Ağustos ayı da yavaş yavaş valizlerini toplamaya başladı… Sevdiğimiz birçok kişiyi de yanına alarak sonsuzluktaki yerini almaya hazırlanıyor… Türk’ün zaferler ayı bu sefer bizi fazla sevmedi… Her türlü felâketini üzerimize saldı. Acaba kavmine ihanetin son noktalarına gelişimiz, O’nu çok mu kızdırdı… Hepinize Merhabalar…

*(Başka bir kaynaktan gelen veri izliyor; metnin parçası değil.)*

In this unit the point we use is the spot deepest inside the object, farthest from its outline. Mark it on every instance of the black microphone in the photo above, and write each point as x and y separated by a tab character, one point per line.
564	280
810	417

Bugün sürekli olarak , çeşitli vesilelerle gündeme getirdiğim birkaç tehlikenin ve kumpaslar silsilesinin son ve çok vahim yeni boyutlarını ele alarak yazıma başlamak istiyorum… Çok değerli kardeşim ve okurum sevgili Taner Yalçın, başından beri söyleyegelmiştir. Telif hakkı kendilerine ait olmak şartıyla, mahreç göstererek iktibas etmek istiyorum… Derler ki: “Türkiye’nin önemli iki DB(Devlet Bahçeli ve Deniz Baykal) sorunu vardır. Bunlar halledilmeden memleketi düzeltemeyiz“. Deniz, lastiği patlayınca yerine apar topar getirilen Kripto K.K. bayrağı kapmış, daha ileri götürmek üzere atağa kalkmıştır… Sürekli Tek Adam sisteminden şikâyet ederek yegâne tek adam olmuştur… Bunun için harcanmadık kimse de bırakmamıştır… Kolluyormuş gibi görünerek harcamak istediği son kişi, Beylikdüzü’nde parlayan İmamoğlu olmuştu. Onu RTE-Milyarali ikilisinin önüne atıp çıtır çıtır yenilişini seyredecekti ama hesap tutmadı… Öte yandan Ankara’dan Mansur Başkan da halkın üzerine güneş gibi doğunca, Cumhurbaşkanı adaylığı konusunda Kemal Efendi’nin ismi gündeme bile gelmez oldu… Danışıklı , kayıkçı kavgası neticesinde sanki mecbur kalmış gibi “Ben de olabilirim” demeye başlamıştı ki, oluşan tepkiler yüzünden çark ediverdi… Böyle giderse RTE nin ikinci kere seçilme şansı çok zayıflamıştı… Kripto sistemler acilen devreye girerek, can havliyle , başkanlarımızın “Onlar halka lazım. Bir dönem daha gelmeleri gerekir” martavalıyla önleri kesildi… Her iki başkan da görüş beyan etmedi. Kaale almadılar…Çok ta iyi yaptılar. Biz millet olarak, İstanbul veya Ankara yerine tüm Türkiye’nin iyi yönetilmesini daha çok tercih ederiz. Belediye Meclislerinde AKP-MHP çoğunlukta. Bu durumda, İstanbul daha önemli. Ankara’nın 1-2 yıl feda edilmesi daha uygun olur görüşündeyim… Kripto, mutlaka biliyor, muhalefet kendisini kabul etmez… O da eski ve gizli aşkı Abdullah’ı çatı aday olarak piyasaya sürmeye hazırlanıyor… Bunun anlamı da , RTE’nin ezici çoğunlukla kazanması demektir… Ben bile RTE ve Abdullah’ın son ikiye kaldığı seçimde oy vermeye gitmem ama mecbur kalsam RTE derim… Çok çok daha ince hesaplar, ihanetler, kumpaslar var ama şimdilik bu kadar yeter. Gerisi ileride belki…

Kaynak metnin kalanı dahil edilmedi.